The corn harvest is behind schedule. Last week, 45% of the corn was harvested. That is considerably more than the 31% of a week ago, but still less than the 50% of last year. The five-year average is 40%.
Soybeans
Soybeans closed slightly higher on Monday, despite better than expected harvest figures. Soybeans are 63% harvested, up from 58% a year ago and also up from the five-year average of 52%. American soy exports also went well last week. A total of 1,88 million tons of soy was inspected for export. That is still 23% less than a year ago, but well above traders' expectations. The difference with last year is mainly due to the low water level on the Mississippi, which makes it difficult for ship traffic to reach the ports on the American Gulf Coast.
In Brazil, 24% of the area is now sown with soybeans, i.e. 6 million hectares.
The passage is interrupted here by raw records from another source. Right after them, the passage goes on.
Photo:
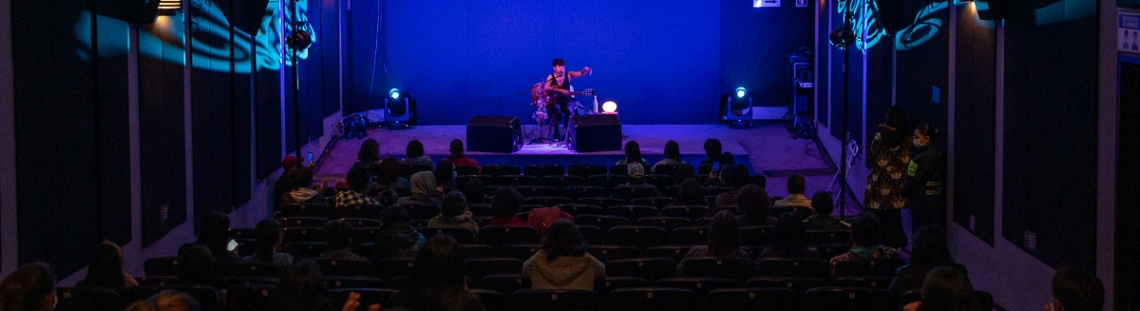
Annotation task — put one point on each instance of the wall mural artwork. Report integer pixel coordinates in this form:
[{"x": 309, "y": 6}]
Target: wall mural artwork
[{"x": 209, "y": 34}]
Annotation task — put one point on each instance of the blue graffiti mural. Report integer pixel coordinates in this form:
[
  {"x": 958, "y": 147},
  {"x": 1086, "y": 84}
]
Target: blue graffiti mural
[{"x": 209, "y": 38}]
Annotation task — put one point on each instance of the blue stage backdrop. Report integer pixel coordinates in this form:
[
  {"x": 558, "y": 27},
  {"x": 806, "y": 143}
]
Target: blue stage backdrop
[{"x": 662, "y": 62}]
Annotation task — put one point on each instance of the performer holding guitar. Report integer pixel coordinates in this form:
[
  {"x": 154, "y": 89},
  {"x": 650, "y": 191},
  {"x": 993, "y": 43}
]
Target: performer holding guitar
[{"x": 558, "y": 88}]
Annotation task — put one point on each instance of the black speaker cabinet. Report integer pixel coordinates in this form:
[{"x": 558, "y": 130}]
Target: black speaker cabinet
[
  {"x": 494, "y": 133},
  {"x": 596, "y": 132}
]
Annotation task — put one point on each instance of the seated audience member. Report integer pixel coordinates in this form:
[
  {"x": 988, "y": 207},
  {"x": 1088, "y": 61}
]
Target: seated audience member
[
  {"x": 168, "y": 300},
  {"x": 267, "y": 238},
  {"x": 562, "y": 263},
  {"x": 711, "y": 152},
  {"x": 423, "y": 190},
  {"x": 821, "y": 213},
  {"x": 302, "y": 189},
  {"x": 457, "y": 156},
  {"x": 213, "y": 234},
  {"x": 358, "y": 189},
  {"x": 865, "y": 242},
  {"x": 672, "y": 156},
  {"x": 32, "y": 287},
  {"x": 445, "y": 176},
  {"x": 796, "y": 197},
  {"x": 437, "y": 280},
  {"x": 106, "y": 269},
  {"x": 339, "y": 239},
  {"x": 724, "y": 240},
  {"x": 415, "y": 155},
  {"x": 636, "y": 173},
  {"x": 633, "y": 155},
  {"x": 789, "y": 239},
  {"x": 302, "y": 287},
  {"x": 505, "y": 205},
  {"x": 754, "y": 204},
  {"x": 196, "y": 266},
  {"x": 692, "y": 193},
  {"x": 389, "y": 176},
  {"x": 285, "y": 182},
  {"x": 1076, "y": 289},
  {"x": 397, "y": 238},
  {"x": 475, "y": 191},
  {"x": 454, "y": 214},
  {"x": 930, "y": 250},
  {"x": 737, "y": 177},
  {"x": 368, "y": 153},
  {"x": 946, "y": 289}
]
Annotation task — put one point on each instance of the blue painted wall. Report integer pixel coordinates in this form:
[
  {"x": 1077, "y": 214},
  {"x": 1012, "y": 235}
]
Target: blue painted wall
[{"x": 662, "y": 62}]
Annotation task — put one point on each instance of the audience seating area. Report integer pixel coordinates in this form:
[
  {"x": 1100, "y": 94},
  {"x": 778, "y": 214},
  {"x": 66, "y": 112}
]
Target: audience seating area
[{"x": 640, "y": 237}]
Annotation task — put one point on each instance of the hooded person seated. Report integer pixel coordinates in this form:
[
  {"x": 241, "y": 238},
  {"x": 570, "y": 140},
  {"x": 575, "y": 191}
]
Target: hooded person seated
[{"x": 302, "y": 189}]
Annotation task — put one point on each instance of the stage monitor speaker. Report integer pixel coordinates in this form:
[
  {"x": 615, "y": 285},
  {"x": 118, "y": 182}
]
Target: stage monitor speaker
[
  {"x": 494, "y": 133},
  {"x": 992, "y": 9},
  {"x": 135, "y": 11},
  {"x": 595, "y": 132}
]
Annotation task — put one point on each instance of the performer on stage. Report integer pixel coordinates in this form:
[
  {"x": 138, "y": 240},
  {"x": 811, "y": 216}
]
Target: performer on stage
[{"x": 558, "y": 87}]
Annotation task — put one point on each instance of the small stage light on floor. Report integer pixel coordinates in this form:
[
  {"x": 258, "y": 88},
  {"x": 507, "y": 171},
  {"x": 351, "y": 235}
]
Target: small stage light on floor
[
  {"x": 737, "y": 108},
  {"x": 610, "y": 107},
  {"x": 399, "y": 109}
]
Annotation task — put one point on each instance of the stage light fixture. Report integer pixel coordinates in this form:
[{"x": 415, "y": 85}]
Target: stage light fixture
[
  {"x": 168, "y": 7},
  {"x": 610, "y": 107}
]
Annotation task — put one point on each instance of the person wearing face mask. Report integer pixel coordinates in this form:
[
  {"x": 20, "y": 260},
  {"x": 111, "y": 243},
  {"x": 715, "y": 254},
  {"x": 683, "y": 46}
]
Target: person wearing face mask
[
  {"x": 889, "y": 154},
  {"x": 923, "y": 186}
]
Last week only 10% of the area had been sown. The country is ahead of schedule compared to a year ago when 22% of soy was sown. Even more soy could have been sown if there had not been excessive rainfall in certain states. Good progress in Brazil is putting pressure on the market, as there is a fear that China will turn to South America for its soy imports at the expense of the US.
Futures
The price of the December wheat contract on the Matif fell by 1,28% to €346,25 per tonne. The decline on the CBOT was only 0,029%, where the price stood at $8,61 per bushel ($313,36 per tonne) on Monday. The price of the November corn contract on the Matif closed 2,2% lower and ended Monday at €332,75 per tonne. On the CBOT, a bushel of corn on the December contract was priced at $6,84 ($269,27 per ton) on Monday. The November soybean contract on the CBOT was 0,13% cheaper on Monday, trading at $13,85 per bushel (508,90 per tonne) at the end of the day.